Он снова засмеялся — страшно, до хрипа, глядя, как в луже у его ног копошатся черви, не знающие, что они — лишь временная конфигурация вечной, равнодушной материи. Небо над Абдерами было низким, тяжелым, словно вымазанным сажей. Атомы продолжали свой слепой бег в пустоте, не замечая ни величия мысли, ни вони гниющего города.

Смерть Сократа

399 г. до н. э.

Философ выпивает чашу с ядом цикуты в окружении учеников, отказываясь бежать из тюрьмы, чтобы не нарушать законы города. Высший акт верности своим убеждениям.
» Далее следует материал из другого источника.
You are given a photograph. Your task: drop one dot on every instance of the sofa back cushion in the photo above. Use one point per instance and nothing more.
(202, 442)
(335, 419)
Стены тюрьмы сочатся склизким серым потом. В узком проеме, забранном ржавым железом, колышется мутный свет — не то рассвет, не то вечные сумерки Афин, задыхающихся в испарениях сточных канав и прогорклого оливкового масла. Воздух густой, хоть топором секи: пахнет кислым вином, немытыми телами, чесночной отрыжкой и застарелым страхом.